Children in the Jeanine B. lawsuit who have been injured by the state failing to take action to find them adoptive homes include, among others, the following:

DANNY AND FRANK: Danny (seven-years-old) and Frank (four-years-old) were removed from their mother's home in 1998 due to neglect and placed in foster care. Nearly a year later, a caseworker determined that the boys should be placed with their maternal grandmother, even though she had a history of drug abuse and homelessness. After two months, the children had to be removed from the grandmother because she refused services and their mother was living with them. The boys were placed in a new foster home that was found to be unsafe, and then placed in yet another foster home. Danny and Frank were then returned to their initial foster parents, who noted both boys were in worse condition than before. The state's plan was to reunify the boys with their mother, even though she failed to comply with her case plan and the boys' therapist advised against visitation until the mother made improvements. Their goal is now adoption, but because the state's delay in filing a petition for termination of parental rights, in violation of ASFA, Danny and Frank have been, and continue to be, irreparably harmed. Both boys were moved repeatedly and subject to unsafe placements and are now placed in a shelter instead of an adoptive home.

JULIE R.: Julie R. is a twelve-year-old girl who was removed from her home due to severe neglect in 1995 and has been in foster care for over 65 months.
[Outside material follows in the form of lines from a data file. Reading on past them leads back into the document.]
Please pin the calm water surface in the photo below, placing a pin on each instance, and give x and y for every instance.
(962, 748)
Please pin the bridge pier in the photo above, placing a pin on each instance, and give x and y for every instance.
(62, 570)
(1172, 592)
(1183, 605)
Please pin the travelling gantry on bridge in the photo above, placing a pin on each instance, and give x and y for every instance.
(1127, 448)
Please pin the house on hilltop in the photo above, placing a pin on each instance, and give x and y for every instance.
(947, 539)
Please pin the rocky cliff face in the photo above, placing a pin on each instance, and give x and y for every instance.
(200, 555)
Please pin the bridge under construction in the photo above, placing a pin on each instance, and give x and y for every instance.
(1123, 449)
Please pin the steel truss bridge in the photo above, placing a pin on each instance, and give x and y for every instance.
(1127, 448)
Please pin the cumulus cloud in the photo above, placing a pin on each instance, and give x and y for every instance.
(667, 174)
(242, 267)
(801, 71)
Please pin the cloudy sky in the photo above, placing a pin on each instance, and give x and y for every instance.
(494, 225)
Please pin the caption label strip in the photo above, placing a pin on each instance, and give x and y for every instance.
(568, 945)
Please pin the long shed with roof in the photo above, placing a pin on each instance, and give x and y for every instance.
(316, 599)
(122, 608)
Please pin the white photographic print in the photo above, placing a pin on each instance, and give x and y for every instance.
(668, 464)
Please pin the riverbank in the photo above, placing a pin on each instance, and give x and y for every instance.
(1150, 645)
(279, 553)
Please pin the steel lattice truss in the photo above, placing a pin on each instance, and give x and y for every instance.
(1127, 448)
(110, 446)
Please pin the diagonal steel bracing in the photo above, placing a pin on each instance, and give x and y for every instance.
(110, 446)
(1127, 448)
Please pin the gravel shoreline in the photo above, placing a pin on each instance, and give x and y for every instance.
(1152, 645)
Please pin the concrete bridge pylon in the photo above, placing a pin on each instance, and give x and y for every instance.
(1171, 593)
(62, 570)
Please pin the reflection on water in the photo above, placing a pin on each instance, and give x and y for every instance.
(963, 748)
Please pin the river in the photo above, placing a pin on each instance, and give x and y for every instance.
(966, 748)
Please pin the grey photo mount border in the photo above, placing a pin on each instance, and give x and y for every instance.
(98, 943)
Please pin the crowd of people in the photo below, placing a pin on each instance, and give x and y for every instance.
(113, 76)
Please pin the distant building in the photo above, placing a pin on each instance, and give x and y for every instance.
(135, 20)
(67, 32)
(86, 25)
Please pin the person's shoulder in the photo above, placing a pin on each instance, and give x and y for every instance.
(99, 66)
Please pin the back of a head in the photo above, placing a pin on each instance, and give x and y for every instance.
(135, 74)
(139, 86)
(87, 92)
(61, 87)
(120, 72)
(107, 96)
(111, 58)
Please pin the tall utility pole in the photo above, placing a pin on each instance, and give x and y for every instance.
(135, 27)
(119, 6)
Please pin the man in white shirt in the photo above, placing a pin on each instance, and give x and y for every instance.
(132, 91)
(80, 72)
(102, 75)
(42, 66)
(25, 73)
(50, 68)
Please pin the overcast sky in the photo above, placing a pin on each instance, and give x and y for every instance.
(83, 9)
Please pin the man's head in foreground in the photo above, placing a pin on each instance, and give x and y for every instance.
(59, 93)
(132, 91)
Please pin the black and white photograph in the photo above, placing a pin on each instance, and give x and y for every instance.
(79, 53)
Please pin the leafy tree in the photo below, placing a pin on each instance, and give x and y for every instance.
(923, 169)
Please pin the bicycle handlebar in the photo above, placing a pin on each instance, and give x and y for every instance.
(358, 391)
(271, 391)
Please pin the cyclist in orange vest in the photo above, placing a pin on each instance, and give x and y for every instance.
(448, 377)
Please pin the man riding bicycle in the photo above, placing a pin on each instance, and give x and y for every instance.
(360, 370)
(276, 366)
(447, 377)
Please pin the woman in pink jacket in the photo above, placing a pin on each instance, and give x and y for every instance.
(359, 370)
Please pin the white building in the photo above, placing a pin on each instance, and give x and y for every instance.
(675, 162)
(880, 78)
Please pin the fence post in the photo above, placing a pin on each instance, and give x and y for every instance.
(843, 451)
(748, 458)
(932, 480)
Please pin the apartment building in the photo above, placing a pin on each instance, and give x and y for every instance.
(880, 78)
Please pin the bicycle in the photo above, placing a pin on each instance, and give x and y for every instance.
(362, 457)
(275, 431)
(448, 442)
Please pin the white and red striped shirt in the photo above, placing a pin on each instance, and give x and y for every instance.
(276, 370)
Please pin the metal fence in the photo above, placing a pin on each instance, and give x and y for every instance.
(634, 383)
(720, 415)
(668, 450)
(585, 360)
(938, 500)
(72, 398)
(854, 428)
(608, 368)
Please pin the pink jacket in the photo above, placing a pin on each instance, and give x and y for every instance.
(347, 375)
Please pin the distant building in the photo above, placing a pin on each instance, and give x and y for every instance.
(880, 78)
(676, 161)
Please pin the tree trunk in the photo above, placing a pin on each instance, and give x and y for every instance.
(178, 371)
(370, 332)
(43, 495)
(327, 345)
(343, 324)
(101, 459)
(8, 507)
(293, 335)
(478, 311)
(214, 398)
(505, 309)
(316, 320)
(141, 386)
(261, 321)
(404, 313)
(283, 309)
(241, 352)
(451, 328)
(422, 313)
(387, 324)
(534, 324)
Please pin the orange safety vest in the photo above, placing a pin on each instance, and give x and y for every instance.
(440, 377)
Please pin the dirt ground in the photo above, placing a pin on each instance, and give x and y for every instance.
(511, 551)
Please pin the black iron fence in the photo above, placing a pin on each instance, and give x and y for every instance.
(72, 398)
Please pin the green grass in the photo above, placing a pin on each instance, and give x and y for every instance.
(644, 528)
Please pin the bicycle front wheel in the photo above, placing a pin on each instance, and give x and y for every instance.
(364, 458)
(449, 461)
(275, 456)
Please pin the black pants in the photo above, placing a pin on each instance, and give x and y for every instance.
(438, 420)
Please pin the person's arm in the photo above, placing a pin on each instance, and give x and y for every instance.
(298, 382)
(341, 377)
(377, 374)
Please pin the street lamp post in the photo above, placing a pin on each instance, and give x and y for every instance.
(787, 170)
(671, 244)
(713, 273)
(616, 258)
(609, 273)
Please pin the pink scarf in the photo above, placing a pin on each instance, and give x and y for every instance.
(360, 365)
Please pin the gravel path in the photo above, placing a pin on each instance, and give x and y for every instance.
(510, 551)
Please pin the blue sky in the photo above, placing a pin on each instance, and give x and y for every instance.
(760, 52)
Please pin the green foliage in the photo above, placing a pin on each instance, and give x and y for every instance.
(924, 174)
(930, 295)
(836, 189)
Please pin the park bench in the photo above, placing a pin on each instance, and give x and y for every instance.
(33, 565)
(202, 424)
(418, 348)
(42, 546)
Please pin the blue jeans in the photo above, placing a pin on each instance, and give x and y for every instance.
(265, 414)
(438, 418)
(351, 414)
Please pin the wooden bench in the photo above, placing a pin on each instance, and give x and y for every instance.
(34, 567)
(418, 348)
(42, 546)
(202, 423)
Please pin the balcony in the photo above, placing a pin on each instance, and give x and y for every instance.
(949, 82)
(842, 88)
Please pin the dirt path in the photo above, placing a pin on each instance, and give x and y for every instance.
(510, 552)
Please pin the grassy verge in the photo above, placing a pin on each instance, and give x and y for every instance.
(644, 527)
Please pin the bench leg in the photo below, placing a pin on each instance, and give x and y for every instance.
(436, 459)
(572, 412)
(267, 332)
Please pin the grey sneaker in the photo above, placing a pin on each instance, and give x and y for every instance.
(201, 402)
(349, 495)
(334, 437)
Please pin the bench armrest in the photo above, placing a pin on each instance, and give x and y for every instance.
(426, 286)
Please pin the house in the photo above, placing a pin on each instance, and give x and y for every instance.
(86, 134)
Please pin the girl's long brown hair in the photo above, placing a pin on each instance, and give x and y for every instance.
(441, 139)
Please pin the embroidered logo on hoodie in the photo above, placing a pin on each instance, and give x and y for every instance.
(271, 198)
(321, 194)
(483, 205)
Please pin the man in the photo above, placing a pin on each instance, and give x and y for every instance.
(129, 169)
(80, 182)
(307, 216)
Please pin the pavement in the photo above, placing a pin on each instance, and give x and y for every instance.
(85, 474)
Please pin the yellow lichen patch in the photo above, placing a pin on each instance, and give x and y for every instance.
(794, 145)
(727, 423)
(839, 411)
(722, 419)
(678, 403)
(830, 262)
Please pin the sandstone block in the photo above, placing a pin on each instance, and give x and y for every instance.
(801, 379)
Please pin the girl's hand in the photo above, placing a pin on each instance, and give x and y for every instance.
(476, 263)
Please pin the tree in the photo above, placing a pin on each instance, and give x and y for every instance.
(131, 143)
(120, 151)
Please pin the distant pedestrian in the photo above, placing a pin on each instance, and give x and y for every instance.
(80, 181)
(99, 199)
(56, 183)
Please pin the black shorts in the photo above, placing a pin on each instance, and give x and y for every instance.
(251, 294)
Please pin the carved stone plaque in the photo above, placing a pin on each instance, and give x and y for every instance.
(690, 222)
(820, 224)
Although Julie has only seen her biological mother, at most, once a year, and her mother has expressed no interest in regaining custody of her, no petition to terminate parental rights was ever filed for Julie. Instead she was left for five years in a foster home from which she had to be recently removed because of the unsanitary and dangerous conditions of the home. Julie, who suffers from developmental problems, has yet to be placed in a permanent home.

Wisconsin's failure to fulfill its obligations under ASFA amounts to a pattern, practice and custom of deliberate indifference to the serious needs and federally protected rights of the children who are members of the class action lawsuit, Jeanine B. Wisconsin's then- governor Tommy G. Thompson, took over the child welfare system in response to the Jeanine B. lawsuit in January 1998, making the state directly responsible for providing children in the system with appropriate placement, care, permanency and other necessary services, and protecting them from harm while in state custody. Thompson, as Secretary of Health and Human Services, is now in charge of federal audits that have begun to examine child welfare systems in each state. Wisconsin is scheduled to be audited in 2003.

Children's Rights works throughout the United States in partnership with national and local experts, advocates and government officials to document the needs of children in the care of child welfare systems. Children's Rights helps develop realistic solutions and, where necessary, uses the power of litigation to ensure that reform takes place.